What is Rh Factor?
The surface of red blood cells contains markers that the immune system can recognize—one of these markers is the Rh or Rhesus factor. A person whose blood contains the Rh factor is Rh-positive; a person whose blood does not contain the Rh factor is Rh-negative. Blood type contains information about the presence (+) or absence (–) of the Rh factor.
How does a person get Rh factor?
Rh factor is inherited, passed to children through genes from both their mother and father. Women may carry a fetus that has a different Rh factor than their own depending on what genes the fetus inherited from the woman and her partner.
Why is Rh factor important in pregnancy?
Rh factor can cause problems in pregnancy if the woman is Rh negative and carries an Rh positive fetus. This situation is called Rh incompatibility.
What happens if there is Rh incompatibility during a pregnancy?
If an Rh negative woman’s blood is exposed to blood from an Rh positive fetus, her immune system can make antibodies to the Rh factor. These antibodies can then attack Rh positive blood cells in a Rh positive fetus in a future pregnancy.
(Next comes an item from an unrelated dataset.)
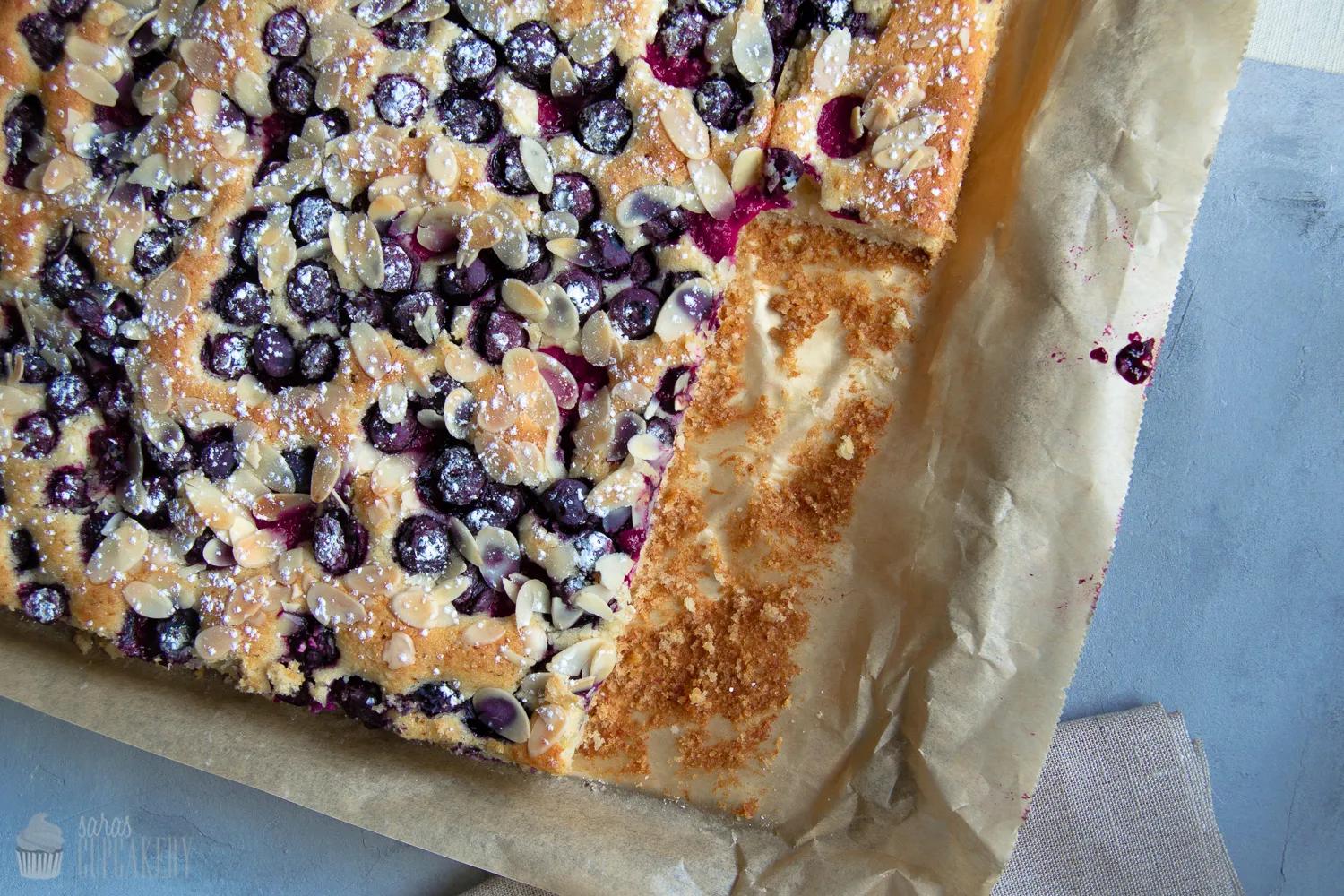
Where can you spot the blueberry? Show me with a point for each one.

If Rh negative women develop Rh antibodies this is called Rh sensitization.
How does Rh Sensitization occur in pregnancy?
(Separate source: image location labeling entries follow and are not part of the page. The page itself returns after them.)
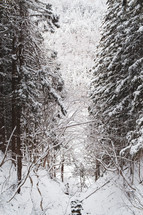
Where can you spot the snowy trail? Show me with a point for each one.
(75, 42)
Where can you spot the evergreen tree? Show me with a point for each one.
(30, 87)
(117, 87)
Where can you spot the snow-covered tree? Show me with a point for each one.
(117, 86)
(31, 86)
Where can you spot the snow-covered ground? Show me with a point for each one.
(42, 196)
(75, 43)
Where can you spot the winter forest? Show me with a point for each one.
(71, 107)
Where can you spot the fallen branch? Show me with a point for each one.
(95, 191)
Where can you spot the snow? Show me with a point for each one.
(140, 29)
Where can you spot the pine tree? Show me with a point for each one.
(30, 88)
(117, 87)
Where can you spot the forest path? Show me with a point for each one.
(75, 42)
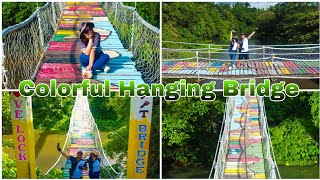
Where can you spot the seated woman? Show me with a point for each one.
(92, 56)
(233, 49)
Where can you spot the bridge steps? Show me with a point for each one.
(82, 137)
(245, 157)
(63, 54)
(243, 69)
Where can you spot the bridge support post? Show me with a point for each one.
(22, 127)
(115, 12)
(209, 50)
(139, 137)
(132, 30)
(40, 30)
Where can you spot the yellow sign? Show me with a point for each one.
(22, 127)
(139, 137)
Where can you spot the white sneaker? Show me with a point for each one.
(106, 69)
(89, 74)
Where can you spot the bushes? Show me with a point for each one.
(293, 144)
During pregnancy women and their fetus do not share blood systems. Small amounts of fetal blood can cross the placenta into the woman’s blood system. This can happen during pregnancy, labour and birth.
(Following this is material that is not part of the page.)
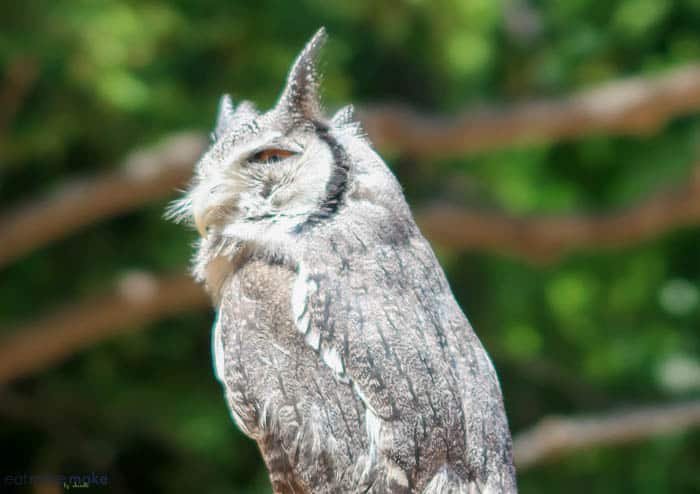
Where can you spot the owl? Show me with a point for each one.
(340, 347)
How do I know what my Rh blood type is?
Blood can be tested at labs, hospitals or clinics. Common antibodies, including Rh antibodies, can also be screened for. This is routinely called a blood type and screen.
How is Rh Sensitization prevented?
Pregnant women’s blood type is tested routinely in pregnancy. Rh negative women with no Rh antibodies are given an injection of Rh-immunoglobulin (a blood product also called Rhogam or WINRHO) at 28 weeks of pregnancy or any time there is risk of being exposed to fetal blood. Woman are at risk of being exposed to fetal blood: if bleeding occurs during pregnancy, if they have an amniocentesis or chorionic villi sampling, after delivery of a Rh positive infant, or at time of miscarriage, induced abortion or ectopic pregnancy.
Are Rh positive woman at risk for pregnancy complications?
No, Rh positive women do not create antibodies to Rh.
Amniocentesis: A procedure in which a needle is used to withdraw and test a small amount of amniotic fluid and cells from the sac surrounding the fetus.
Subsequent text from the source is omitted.